One of my favorites was when Enrico asked me one morning if had problems with my dry wall (a slightly odd question from a third grader to put it mildly).  Before I could answer he said, "cause if you do, call these guys" and from his winter jacket he produced a business card for some dry wall guy; the card being held up for me to take between his pointer and middle finger like a used car salesman.

Unfortunately, Enrico didn't have a very happy life.  His mom wasn't in the picture and his father had just been released from prison.  Enrico would have emotional breakdowns which included violent unmanageable tantrums.  He would cry and scream for hours, throw things, and try to run out of the school.  This eventually led to his being placed in an ED/BD classroom which only made his outbursts more frequents (and more accepted...). 

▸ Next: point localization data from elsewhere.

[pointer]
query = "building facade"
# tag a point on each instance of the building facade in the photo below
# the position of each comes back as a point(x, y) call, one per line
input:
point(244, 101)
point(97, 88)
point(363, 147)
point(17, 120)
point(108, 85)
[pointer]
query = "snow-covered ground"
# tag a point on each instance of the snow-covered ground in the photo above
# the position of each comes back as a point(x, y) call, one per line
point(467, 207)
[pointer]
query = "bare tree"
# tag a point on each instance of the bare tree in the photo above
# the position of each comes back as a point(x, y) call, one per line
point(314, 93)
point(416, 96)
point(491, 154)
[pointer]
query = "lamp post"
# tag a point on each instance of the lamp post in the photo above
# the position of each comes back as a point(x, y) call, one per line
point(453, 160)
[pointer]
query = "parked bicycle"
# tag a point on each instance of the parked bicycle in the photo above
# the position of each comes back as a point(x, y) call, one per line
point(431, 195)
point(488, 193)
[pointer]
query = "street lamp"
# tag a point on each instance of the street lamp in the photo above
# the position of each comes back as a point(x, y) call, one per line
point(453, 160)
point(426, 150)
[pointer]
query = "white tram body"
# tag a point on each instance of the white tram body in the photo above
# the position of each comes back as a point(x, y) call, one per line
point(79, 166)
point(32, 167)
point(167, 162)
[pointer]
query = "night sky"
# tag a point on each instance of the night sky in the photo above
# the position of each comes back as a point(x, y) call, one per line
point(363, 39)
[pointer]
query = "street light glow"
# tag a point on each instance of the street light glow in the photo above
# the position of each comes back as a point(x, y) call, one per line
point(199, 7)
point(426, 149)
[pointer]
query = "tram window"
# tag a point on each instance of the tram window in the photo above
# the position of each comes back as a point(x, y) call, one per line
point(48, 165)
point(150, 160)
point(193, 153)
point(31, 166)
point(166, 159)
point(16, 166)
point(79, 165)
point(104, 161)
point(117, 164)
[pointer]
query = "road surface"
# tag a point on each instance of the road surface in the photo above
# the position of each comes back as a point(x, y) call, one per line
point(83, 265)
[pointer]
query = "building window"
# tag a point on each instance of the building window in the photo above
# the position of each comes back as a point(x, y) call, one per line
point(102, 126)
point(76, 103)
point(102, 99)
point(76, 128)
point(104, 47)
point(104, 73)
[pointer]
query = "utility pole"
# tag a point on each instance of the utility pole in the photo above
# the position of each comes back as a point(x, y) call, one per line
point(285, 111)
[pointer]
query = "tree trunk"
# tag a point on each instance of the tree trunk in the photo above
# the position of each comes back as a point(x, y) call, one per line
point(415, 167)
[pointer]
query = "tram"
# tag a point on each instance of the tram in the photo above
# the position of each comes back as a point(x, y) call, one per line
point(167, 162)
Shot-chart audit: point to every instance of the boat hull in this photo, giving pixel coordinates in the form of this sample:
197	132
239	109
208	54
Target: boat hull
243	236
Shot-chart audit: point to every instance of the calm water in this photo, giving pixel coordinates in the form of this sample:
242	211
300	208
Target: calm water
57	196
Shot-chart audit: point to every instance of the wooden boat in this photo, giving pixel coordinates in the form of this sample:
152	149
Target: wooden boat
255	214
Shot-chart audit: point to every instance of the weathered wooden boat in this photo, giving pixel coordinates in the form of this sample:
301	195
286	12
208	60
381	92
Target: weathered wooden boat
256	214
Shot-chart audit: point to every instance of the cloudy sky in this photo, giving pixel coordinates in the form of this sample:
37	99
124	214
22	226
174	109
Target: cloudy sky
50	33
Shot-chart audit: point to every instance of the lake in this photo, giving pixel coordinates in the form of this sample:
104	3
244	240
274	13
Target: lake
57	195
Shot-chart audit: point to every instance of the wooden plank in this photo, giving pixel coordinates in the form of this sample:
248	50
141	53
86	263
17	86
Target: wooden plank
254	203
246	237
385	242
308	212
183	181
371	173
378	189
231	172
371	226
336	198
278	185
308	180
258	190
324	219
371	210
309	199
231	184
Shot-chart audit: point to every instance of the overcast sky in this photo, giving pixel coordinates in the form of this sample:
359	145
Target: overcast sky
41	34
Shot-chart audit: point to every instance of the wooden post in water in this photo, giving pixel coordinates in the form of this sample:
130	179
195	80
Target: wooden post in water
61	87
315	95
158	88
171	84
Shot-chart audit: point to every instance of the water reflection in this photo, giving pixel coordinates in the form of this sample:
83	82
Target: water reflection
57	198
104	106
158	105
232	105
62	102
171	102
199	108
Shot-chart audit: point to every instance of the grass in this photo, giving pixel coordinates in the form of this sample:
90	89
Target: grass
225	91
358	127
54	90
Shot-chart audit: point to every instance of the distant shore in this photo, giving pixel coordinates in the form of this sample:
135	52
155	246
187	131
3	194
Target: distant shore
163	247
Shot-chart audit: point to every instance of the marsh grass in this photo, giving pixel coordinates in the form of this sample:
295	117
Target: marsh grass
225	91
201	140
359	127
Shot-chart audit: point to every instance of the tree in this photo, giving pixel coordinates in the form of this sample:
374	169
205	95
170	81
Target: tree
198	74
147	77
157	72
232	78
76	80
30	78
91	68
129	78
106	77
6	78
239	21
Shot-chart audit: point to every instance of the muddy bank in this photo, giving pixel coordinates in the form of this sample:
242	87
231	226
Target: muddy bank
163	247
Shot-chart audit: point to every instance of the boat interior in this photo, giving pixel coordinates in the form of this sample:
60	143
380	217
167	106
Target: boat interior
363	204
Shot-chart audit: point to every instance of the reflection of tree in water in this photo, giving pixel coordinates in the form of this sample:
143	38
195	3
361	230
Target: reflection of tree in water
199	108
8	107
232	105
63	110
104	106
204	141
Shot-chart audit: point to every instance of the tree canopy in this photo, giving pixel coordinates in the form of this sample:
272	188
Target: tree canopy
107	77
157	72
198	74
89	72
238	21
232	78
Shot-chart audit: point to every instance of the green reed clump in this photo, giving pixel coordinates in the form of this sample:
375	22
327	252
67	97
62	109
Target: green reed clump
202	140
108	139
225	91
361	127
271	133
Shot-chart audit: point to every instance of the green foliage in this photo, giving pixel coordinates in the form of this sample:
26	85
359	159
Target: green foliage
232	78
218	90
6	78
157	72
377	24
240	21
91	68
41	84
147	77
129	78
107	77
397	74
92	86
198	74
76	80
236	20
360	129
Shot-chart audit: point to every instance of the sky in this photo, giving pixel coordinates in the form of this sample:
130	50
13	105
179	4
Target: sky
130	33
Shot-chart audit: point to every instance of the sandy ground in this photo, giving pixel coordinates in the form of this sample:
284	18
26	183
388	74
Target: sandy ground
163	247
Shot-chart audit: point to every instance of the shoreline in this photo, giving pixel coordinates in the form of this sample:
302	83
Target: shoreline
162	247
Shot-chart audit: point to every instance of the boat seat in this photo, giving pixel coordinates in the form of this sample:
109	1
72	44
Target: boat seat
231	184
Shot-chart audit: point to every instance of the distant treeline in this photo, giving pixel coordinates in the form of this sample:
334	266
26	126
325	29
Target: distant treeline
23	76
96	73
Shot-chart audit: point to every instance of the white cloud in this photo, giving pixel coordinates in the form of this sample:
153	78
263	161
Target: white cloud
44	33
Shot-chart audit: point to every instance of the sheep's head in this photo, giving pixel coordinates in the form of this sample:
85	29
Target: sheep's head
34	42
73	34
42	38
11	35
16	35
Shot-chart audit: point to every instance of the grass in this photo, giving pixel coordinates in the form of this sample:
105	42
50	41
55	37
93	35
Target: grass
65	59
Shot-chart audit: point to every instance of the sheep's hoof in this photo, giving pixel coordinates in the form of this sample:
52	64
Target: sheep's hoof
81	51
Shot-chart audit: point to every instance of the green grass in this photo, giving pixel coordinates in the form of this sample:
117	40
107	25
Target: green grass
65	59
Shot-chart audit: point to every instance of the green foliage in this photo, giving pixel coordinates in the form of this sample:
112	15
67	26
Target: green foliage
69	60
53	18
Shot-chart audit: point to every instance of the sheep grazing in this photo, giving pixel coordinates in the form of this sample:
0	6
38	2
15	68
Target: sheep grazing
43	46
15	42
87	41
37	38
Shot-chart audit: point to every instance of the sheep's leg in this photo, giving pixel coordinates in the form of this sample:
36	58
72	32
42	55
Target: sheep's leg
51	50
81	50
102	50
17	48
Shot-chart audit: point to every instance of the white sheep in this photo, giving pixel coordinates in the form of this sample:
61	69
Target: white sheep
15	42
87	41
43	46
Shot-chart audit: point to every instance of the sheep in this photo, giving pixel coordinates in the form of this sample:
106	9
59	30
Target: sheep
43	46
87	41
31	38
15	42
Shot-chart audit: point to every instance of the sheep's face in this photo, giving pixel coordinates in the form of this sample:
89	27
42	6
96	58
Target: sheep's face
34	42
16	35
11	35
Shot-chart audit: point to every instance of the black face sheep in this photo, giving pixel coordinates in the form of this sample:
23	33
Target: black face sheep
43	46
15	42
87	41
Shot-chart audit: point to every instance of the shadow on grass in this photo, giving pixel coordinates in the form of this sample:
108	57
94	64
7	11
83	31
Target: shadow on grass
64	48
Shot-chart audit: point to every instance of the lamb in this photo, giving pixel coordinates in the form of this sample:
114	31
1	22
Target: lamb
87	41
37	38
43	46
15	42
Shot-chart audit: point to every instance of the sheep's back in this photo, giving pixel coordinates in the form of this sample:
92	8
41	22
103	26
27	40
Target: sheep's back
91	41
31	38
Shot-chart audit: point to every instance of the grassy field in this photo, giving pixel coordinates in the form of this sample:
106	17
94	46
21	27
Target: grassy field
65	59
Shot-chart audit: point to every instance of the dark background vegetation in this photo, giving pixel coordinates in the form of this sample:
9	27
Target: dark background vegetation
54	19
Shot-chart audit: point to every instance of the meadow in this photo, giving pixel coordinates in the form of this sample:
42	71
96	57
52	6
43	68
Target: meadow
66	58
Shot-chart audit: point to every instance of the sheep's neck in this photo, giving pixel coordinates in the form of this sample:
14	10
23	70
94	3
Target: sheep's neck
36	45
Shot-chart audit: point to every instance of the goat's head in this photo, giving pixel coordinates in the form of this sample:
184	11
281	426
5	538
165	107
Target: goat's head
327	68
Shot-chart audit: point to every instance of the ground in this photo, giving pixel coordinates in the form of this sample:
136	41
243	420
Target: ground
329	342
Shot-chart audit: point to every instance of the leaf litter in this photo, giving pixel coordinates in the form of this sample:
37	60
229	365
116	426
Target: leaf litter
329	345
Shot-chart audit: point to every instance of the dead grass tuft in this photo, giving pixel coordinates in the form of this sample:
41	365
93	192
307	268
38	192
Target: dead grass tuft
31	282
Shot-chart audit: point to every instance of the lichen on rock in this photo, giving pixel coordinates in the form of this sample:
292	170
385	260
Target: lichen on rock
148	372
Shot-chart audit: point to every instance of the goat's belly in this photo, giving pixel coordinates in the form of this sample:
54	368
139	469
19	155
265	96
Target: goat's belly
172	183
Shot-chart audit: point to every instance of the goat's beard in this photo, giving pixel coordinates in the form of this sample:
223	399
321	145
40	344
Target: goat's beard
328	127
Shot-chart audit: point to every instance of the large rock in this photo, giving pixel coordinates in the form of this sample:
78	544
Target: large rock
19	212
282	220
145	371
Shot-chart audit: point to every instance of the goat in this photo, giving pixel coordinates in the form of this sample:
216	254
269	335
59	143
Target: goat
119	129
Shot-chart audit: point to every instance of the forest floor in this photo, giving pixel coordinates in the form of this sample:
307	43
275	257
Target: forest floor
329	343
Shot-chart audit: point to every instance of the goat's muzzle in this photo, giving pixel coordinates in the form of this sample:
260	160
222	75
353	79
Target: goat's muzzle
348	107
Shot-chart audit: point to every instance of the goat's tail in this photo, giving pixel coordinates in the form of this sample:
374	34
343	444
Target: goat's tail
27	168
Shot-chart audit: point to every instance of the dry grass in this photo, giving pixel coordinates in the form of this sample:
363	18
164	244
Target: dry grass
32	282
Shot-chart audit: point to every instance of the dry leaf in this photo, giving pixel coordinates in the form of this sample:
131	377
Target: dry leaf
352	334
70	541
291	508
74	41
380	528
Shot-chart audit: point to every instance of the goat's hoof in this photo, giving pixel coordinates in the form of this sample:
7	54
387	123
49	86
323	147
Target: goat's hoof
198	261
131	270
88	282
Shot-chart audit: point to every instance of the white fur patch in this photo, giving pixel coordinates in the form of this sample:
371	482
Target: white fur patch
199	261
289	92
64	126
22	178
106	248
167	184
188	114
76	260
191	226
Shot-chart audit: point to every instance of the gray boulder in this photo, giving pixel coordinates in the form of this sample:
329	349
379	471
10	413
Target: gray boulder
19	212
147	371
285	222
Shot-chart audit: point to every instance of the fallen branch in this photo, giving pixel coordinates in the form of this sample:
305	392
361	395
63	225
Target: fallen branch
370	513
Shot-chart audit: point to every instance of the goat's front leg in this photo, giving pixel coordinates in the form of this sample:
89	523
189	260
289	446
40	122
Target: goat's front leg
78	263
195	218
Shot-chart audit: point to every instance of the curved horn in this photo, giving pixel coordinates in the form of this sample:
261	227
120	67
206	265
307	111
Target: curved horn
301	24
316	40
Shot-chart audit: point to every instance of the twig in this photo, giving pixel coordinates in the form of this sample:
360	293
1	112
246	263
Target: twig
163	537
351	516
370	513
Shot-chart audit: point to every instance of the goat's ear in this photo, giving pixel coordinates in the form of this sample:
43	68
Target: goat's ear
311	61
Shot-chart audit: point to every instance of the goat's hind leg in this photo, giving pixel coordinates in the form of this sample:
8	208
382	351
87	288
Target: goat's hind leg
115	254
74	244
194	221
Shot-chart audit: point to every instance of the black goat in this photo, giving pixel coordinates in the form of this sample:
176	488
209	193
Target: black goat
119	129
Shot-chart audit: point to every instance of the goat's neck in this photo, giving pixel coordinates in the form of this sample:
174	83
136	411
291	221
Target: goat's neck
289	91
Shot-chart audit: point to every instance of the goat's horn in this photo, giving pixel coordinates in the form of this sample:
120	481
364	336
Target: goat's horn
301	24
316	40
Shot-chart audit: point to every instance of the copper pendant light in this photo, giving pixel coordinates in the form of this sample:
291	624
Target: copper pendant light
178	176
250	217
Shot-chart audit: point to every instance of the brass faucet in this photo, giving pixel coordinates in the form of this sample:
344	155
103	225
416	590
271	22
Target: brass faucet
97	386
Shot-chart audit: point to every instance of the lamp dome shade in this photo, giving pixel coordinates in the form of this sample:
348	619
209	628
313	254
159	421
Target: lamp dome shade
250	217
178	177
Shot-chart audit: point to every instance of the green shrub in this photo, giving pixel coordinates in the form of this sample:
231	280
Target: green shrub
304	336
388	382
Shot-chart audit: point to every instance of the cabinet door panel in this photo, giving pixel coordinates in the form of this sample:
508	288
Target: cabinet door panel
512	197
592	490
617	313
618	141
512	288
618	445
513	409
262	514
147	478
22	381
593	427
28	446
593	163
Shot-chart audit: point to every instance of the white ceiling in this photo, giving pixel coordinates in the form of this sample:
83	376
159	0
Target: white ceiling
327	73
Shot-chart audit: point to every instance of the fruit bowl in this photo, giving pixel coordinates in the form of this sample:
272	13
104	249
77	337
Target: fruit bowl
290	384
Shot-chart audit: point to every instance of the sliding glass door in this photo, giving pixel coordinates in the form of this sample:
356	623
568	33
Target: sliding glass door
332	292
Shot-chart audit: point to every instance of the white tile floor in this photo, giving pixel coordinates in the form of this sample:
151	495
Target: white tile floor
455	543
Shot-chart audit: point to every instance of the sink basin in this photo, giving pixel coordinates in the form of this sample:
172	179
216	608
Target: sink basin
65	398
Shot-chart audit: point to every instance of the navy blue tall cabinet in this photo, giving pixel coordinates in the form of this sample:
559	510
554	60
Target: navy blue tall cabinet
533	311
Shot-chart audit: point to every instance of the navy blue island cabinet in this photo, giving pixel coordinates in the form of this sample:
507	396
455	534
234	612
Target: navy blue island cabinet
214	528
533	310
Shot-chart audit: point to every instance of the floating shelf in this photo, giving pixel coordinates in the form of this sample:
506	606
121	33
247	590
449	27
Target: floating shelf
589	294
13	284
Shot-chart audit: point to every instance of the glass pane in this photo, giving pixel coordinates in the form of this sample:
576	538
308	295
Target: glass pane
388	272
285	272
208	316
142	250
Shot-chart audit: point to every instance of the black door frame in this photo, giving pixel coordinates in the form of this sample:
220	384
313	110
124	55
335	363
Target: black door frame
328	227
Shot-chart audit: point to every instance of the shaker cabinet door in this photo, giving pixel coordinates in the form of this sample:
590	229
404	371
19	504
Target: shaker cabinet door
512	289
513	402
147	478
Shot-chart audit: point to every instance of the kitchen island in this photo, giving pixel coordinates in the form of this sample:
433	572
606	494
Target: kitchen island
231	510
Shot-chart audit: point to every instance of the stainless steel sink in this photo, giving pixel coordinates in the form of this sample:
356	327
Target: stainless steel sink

Eventually, I had to bring his father in to talk about these behaviors.  When he came in, he very politely told me that he saw all the same problems at home and didn't know what to do with him.  He went on to say that he had just got out of prison, was trying to get his own life back on track, had just got a job, and could not be bothered with phone calls from the school & requests to come in to meet with staff.  Enrico's dad let me know that he had nothing to offer by way of suggestions, and that while he was at school he was our problem.  If we had to suspend him, expel him, etc., he understood but to please not bother him anymore.  He then shook my hand and left.   

We were left with an emotional time bomb and little resources to manage his breakdowns other than punishment.  His teacher was wonderful and loved him, but with other students was limited in terms of how much she could help him let alone teach him.

At least Enrico's dad was honest.  "He's your problem." In so many instances the parents give the impression they care when they don't, or perhaps defend behaviors blindly while driving a wedge between the school and home. 

These complicated situations are becoming more and more common. There are no obvious solutions (maybe no solutions at all...).  Standardized tests do not accurately reflect the effort and quality of work a teacher puts in with a child like this, nor does it accurately reflect the child's progress.  Yet at year's end, this teacher would be considered, on paper, to have failed Enrico.  This is unfair.